Suite à sa grosse performance en début de semaine avec l’enchaînement de « Supercrackinette », 9a+ à Saint Leger, nous avons posé quelques questions à Nolwen Berthier pour en savoir un peu plus…


Quand, et pourquoi avoir choisi de te mettre dans ce projet de supercrackinette?

J’ai essayé Supercrackinette pour la première fois il y a 2 ans. Pour me lancer dans un ultime projet, je voulais trouver une voie pas trop morpho, si possible dans mon style, pas trop loin de la maison … et avant tout qui me motive ! Et bien vous le croirez ou non, mais malgré les nombreuses falaises et belles voies du Sud de la France, ce n’est en réalité pas si facile de tout combiner ! “Supercrack” rassemble un peu de tout cela, et même si je n’ai jamais fait de 9a, pourquoi pas me lancer dans cette aventure ? Dès les premières montées, j’avais bien compris que c’était une de ces voies qui te laissent miroiter au premier abord que c’est jouable, mais que quand venait l’heure d’empiler tous les mouvs, ce n’était pas le même game… Peu importe, l’aventure était lancée !

Quelles ont été les principales difficultés pour toi dans cette voie?

Physiquement, c’est sans aucun doute, d’avoir le niveau de force requis pour le premier crux ! Rien que pour faire ce mouvement intrinsèquement, il m’a fallu quelques séances. Après, comme dans tout projet dur, il y a également un challenge mental. A partir du moment où tu comprends que tu peux enchainer, tout bascule. L’enjeu peut vite prendre le dessus et il faut arriver à conserver un équilibre entre l’envie de grimper et celle de clipper le relais. Combiner ceci avec la gestion de la météo, de l’entrainement, du repos, des contraintes d’emploi du temps, …

Comment es-tu restée motivée et engagée tout ce temps pour ce projet?

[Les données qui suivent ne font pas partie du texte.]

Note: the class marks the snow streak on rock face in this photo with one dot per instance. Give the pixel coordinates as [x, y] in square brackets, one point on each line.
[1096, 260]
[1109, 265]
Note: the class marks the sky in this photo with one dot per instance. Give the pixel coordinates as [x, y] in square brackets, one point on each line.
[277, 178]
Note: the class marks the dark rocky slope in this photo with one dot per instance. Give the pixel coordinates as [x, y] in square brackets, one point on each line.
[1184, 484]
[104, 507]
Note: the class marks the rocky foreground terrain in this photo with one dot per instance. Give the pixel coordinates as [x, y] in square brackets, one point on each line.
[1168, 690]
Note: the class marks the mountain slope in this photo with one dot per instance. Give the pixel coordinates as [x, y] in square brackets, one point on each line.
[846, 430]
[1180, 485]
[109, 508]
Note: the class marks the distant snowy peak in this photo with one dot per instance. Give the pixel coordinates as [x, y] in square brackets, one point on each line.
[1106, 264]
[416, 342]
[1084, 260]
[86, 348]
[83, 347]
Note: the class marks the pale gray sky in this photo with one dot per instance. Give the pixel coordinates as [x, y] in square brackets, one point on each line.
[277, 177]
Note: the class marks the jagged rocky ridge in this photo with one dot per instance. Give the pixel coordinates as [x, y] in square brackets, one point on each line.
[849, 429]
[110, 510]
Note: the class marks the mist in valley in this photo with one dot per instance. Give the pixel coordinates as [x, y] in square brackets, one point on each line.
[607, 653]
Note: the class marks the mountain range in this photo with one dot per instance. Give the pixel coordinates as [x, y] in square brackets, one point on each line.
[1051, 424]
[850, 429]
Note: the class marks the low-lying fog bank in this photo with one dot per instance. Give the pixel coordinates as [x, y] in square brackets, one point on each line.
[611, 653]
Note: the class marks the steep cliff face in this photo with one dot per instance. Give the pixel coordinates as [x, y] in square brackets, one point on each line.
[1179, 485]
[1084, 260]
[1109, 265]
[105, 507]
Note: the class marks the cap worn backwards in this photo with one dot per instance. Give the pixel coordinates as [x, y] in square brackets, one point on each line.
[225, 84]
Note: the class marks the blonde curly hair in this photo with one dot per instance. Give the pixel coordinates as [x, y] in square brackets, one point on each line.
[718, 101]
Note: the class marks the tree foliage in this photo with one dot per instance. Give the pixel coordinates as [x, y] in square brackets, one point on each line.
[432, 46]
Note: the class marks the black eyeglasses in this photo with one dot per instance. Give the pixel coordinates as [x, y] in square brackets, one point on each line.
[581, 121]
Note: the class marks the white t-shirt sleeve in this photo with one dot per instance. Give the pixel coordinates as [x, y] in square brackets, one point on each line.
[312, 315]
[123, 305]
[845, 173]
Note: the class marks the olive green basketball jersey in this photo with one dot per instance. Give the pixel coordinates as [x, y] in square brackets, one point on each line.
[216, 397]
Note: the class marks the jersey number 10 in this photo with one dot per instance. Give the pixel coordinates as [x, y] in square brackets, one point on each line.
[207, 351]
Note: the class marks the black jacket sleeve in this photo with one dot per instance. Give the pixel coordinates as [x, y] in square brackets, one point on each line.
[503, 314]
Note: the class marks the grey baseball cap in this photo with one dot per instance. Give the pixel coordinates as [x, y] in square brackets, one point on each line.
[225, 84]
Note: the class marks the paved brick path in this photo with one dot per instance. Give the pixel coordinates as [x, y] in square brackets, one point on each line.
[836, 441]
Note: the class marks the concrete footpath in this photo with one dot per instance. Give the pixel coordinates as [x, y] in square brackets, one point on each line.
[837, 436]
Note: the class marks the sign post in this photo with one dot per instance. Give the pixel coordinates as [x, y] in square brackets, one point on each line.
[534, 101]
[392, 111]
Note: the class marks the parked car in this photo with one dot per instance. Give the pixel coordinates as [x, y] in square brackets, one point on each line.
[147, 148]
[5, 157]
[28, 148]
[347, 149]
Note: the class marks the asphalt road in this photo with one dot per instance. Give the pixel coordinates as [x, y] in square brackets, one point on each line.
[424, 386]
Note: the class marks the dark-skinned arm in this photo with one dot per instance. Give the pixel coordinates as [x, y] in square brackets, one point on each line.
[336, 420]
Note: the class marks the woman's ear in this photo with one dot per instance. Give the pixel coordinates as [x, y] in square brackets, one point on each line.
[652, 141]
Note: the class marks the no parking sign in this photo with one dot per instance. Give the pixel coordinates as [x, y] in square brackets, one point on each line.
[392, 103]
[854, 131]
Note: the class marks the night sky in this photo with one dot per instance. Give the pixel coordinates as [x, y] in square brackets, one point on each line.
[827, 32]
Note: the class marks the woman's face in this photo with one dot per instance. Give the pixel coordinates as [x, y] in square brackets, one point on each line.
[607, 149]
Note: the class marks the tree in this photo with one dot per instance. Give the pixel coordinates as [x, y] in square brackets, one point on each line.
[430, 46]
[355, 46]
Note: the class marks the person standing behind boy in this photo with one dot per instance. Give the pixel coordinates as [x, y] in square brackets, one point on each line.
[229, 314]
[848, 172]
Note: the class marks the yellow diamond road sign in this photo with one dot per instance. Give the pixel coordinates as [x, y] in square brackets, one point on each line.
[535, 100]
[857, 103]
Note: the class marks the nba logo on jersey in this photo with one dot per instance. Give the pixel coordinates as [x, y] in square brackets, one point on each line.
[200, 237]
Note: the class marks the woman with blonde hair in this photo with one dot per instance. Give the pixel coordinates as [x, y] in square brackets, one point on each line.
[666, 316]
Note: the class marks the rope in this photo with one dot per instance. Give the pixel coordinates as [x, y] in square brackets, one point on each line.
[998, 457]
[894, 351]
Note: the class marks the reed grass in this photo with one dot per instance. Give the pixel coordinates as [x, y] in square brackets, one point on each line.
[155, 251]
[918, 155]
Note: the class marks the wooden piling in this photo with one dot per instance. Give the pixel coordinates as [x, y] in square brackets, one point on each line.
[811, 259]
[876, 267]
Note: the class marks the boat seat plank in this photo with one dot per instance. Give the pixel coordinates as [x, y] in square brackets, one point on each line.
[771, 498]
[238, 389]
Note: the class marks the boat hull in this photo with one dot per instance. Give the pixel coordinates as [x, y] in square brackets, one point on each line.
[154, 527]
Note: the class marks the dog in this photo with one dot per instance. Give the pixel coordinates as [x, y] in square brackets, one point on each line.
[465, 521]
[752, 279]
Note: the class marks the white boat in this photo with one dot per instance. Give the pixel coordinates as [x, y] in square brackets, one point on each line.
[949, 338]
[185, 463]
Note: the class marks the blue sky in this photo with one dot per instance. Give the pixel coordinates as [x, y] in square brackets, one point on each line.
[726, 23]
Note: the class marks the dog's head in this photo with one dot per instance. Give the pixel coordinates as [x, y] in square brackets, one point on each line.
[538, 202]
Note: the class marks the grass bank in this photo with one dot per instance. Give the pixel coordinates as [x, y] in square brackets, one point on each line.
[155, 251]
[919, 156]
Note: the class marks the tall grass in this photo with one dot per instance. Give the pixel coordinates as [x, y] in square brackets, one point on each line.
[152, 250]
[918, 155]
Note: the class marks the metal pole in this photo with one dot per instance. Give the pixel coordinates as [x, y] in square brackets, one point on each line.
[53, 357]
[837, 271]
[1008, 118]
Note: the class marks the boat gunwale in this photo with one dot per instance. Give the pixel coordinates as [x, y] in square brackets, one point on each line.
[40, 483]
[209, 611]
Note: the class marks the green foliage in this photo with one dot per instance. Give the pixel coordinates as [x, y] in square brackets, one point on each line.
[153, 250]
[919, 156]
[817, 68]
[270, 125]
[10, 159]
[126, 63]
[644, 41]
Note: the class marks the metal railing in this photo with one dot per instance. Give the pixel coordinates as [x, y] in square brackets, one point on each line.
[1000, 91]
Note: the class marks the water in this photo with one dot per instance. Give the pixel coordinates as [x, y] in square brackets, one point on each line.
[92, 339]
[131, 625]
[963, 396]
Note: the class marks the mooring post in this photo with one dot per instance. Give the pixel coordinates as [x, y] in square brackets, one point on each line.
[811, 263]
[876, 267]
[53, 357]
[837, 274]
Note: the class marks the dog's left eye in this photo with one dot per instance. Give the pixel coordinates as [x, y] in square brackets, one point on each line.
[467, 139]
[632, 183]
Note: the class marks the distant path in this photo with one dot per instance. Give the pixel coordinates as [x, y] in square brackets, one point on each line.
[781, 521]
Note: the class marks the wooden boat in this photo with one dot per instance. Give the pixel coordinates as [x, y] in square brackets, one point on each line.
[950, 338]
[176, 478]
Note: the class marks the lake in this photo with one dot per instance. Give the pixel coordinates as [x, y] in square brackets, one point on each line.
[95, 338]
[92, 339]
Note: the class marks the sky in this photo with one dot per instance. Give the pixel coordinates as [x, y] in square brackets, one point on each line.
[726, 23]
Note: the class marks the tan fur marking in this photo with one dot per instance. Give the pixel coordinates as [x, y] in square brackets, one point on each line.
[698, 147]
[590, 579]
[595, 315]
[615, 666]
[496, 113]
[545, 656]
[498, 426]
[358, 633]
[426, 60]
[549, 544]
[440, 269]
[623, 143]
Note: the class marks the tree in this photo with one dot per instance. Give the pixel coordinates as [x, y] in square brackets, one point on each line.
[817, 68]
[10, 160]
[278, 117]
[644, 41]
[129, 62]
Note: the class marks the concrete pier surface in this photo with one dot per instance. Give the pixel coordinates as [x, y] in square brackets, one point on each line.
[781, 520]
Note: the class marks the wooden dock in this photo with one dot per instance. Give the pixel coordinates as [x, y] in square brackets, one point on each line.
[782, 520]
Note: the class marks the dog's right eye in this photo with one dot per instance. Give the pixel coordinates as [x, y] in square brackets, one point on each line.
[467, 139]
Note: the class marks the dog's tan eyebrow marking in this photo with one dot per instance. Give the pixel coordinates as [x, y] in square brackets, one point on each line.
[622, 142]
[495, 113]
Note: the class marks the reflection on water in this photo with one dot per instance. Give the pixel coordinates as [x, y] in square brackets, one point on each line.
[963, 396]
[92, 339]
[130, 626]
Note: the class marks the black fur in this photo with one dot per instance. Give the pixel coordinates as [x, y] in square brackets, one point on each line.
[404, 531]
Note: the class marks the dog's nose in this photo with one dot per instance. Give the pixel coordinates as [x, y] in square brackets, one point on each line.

Dès le commencement, j’ai pris soin de cette motivation. Je savais que ce serait un projet qui ne se ferait pas en quelques semaines alors j’ai alterné périodes de travail de la voie et temps d’entraînement, pour ne pas tomber dans la monotonie et attiser cette envie profonde de mettre des runs gagnants. Je me suis aussi fixé de nombreux objectifs intermédiaires : faire le mouvement du crux, puis faire le mouvement en partant 5 mouvs en dessous, puis partir du même endroit et empiler les 2 crux, faire le crux lestée à 3 kg, puis toute la section, … Toutes ces étapes m’ont permis de matérialiser un réel avancement et de conserver une forme de complicité avec la voie, où chaque séance reste un jeu qui ne laisse pas s’instaurer la frustration de tomber toujours au même mouvement.

© Antonin Rhodes

Raconte nous comment s’est passé l’enchaînement (le détail de la journée et du run)…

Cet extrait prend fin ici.